When we talk about linear homogeneous differential equations, we are looking at equations where each term is either a constant or a product of a constant with a derivative of the unknown function. There is no standalone term without the function or its derivatives, hence the term 'homogeneous'. In simple terms, when you set up the equation, everything on the left should sum up to zero.
A linear homogeneous differential equation of the second order typically looks like this:
\[ a y'' + b y' + c y = 0 \]

• Here, \(a\), \(b\), and \(c\) are constants.
• \(y''\) is the second derivative of the function \(y\).
• \(y'\) is the first derivative, and \(y\) is the function itself.

In these types of equations, the focus is on finding solutions for \(y\) that satisfy the equation under given conditions.

In the realm of differential equations, when we speak of constant coefficients, it implies that the multipliers of the derivatives in the equation do not change. They remain constant, making such equations easier to handle mathematically.
This concept is vital because it allows us to convert the differential equation into an algebraic equation, known as the characteristic equation. With the equation:
\[ 4 y'' + y' = 0 \]
The coefficients for \(y''\), \(y'\), and \(y\) are 4, 1, and 0 respectively. The presence of constant coefficients means that traditional methods to solve these equations, like factoring, can be applied straightforwardly.

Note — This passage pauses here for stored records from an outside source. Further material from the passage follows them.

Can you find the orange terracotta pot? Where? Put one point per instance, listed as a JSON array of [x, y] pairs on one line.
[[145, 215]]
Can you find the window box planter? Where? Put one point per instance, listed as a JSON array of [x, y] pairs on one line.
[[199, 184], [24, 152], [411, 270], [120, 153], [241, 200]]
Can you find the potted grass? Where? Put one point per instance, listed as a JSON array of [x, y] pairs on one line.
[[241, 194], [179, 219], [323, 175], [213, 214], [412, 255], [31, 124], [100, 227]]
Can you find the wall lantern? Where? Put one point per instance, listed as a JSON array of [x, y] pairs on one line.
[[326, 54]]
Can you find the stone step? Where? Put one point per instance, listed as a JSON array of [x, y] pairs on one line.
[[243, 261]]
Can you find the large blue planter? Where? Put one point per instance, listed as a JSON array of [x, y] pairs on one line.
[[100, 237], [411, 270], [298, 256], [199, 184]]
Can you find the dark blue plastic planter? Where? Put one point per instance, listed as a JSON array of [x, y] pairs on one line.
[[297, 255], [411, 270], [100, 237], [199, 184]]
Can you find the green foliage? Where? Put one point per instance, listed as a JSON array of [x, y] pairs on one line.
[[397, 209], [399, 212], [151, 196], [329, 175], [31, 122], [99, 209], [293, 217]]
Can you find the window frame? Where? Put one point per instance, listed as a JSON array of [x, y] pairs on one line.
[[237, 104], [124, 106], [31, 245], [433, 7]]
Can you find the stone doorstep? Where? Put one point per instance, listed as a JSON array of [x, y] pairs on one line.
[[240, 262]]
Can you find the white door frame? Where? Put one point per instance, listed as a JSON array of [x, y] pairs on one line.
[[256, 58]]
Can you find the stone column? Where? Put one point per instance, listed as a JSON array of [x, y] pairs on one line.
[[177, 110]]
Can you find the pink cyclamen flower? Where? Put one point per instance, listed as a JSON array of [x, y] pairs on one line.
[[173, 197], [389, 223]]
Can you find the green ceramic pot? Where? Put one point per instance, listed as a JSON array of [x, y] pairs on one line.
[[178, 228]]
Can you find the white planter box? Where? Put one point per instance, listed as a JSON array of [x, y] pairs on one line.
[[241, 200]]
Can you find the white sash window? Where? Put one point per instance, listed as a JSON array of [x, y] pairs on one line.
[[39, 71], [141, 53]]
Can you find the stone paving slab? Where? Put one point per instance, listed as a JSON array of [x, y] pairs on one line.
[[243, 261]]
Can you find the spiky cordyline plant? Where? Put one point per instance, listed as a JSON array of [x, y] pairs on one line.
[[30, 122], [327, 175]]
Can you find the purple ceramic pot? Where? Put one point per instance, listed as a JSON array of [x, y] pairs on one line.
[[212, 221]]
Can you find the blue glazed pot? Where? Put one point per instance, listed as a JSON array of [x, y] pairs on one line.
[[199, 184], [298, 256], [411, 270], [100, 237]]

The characteristic equation bridges the gap between differential and algebraic equations. It's formed by substituting polynomial-like terms for each derivative in the differential equation. This transforms our complex differential problem into a simpler algebraic one.
For our example, with the differential equation \[ 4y'' + y' = 0 \], the characteristic equation is created by replacing \(y''\) with \(r^2\), \(y'\) with \(r\), and \(y\) with 1. This leads to:
\[ 4r^2 + r = 0 \]

• We factor this to solve for \(r\): \(r(4r + 1) = 0\).
• This gives us the roots, \(r_1 = 0\) and \(r_2 = -\frac{1}{4}\).

These roots provide crucial information needed to form the general solution.

The general solution to a differential equation provides the broadest expression for all possible solutions, utilizing the roots obtained from the characteristic equation. In essence, the general solution is a formula that incorporates constants that can be adjusted to fit specific initial or boundary conditions.
For our characteristic equation with roots \( r_1 = 0 \) and \( r_2 = -\frac{1}{4} \), the general solution expresses the behavior of \(y(t)\) over time. It can be written as:
\[ y(t) = C_1 e^{r_1 t} + C_2 e^{r_2 t} \]

• By substituting the roots, it becomes: \( y(t) = C_1 + C_2 e^{-\frac{1}{4}t} \).
• Here, \(C_1\) and \(C_2\) are constants determined using additional information, such as initial conditions.

This solution reflects both a constant solution and an exponential decay, covering the complete set of possible solutions for the differential equation.